Currently, I am working with Dr. Arafin at George Mason University (GMU), and my research project focuses on optimizing encryption programs for use on GPUSs in order to allow for encryption that can withstand quantum computing without requiring too much processing power. More specifically, by optimizing memory access patterns and exploiting the parallelism of GPUs, this project aims to answer the following research question: Can hardware-aware optimizations on GPUs significantly speed up the state-of-the-art implementation of the ANTT?

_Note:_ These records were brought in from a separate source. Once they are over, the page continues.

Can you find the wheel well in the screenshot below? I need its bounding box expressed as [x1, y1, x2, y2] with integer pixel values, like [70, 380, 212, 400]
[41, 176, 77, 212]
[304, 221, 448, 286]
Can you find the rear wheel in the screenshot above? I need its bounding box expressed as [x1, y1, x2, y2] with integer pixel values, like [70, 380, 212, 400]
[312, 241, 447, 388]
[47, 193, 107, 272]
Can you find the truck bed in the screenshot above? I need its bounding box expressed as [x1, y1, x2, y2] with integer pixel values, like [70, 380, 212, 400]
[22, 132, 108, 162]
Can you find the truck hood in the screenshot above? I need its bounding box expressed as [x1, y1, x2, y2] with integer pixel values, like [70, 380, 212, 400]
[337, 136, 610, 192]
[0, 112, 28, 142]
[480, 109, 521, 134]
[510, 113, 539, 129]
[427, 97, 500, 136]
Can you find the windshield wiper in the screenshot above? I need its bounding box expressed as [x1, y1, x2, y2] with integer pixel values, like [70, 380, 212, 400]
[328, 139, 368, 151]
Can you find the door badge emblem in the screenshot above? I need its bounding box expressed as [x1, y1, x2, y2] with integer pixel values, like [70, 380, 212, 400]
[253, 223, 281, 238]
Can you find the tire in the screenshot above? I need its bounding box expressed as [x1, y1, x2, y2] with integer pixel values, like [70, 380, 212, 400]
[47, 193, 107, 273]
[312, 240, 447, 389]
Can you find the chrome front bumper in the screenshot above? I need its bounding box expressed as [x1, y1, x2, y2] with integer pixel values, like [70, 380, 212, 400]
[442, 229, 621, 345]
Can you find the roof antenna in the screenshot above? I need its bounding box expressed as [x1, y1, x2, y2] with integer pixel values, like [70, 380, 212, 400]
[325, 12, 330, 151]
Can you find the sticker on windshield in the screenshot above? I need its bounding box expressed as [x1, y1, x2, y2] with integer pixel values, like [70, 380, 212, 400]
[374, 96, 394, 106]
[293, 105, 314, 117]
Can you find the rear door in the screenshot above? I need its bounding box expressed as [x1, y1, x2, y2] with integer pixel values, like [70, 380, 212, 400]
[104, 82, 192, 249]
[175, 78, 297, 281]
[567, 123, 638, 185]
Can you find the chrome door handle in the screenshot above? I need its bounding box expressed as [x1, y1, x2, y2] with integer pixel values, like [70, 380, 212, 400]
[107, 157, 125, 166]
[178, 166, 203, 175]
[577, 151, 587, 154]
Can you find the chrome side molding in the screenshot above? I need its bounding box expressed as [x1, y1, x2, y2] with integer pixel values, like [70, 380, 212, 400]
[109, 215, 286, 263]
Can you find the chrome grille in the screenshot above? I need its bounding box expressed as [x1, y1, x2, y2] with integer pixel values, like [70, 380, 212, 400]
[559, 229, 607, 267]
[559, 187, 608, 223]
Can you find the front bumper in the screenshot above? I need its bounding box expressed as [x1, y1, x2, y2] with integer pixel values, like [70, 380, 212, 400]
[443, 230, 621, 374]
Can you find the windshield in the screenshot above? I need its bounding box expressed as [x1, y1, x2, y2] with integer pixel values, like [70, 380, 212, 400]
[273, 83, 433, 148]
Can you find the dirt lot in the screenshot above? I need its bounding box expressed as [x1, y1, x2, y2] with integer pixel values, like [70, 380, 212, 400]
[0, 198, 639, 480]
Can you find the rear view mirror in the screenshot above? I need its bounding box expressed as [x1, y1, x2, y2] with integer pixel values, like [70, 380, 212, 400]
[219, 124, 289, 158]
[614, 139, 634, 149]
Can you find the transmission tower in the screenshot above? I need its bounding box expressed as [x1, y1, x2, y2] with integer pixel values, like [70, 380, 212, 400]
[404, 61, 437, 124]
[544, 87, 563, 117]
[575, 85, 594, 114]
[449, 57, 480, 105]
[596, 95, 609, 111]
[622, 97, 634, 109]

The scalability and privacy of modern blockchain technologies rely on Zero-Knowledge Proofs (ZKPs). However, these ECC-based proofs face an existential threat with the rapid advancement of quantum computing. Anticipating the threat of quantum computers, cryptographers have come up with different protocols that do not rely on ECC. One such protocol is BINIUS, a proof system that operates over binary fields rather than the large prime fields used in ECC. BINIUS offers the advantages of being post-quantum secure and also leveraging the native binary architecture of modern CPUs and GPUs, theoretically offering faster proof generation in comparison to ECC. However, the practical speed of BINIUS is currently constrained by the Polynomial Commitment Scheme (PCS), which relies on the Additive Number Theoretic Transform (ANTT), the most computationally expensive part of the BINIUS proof system. By accelerating the ANTT, this research directly contributes to post-quantum cryptographic protocols. By optimizing these kernels for a wider range of hardware, the hardware barrier to entry can be lowered, making it less expensive for people to join the blockchain and contribute computation for proofs.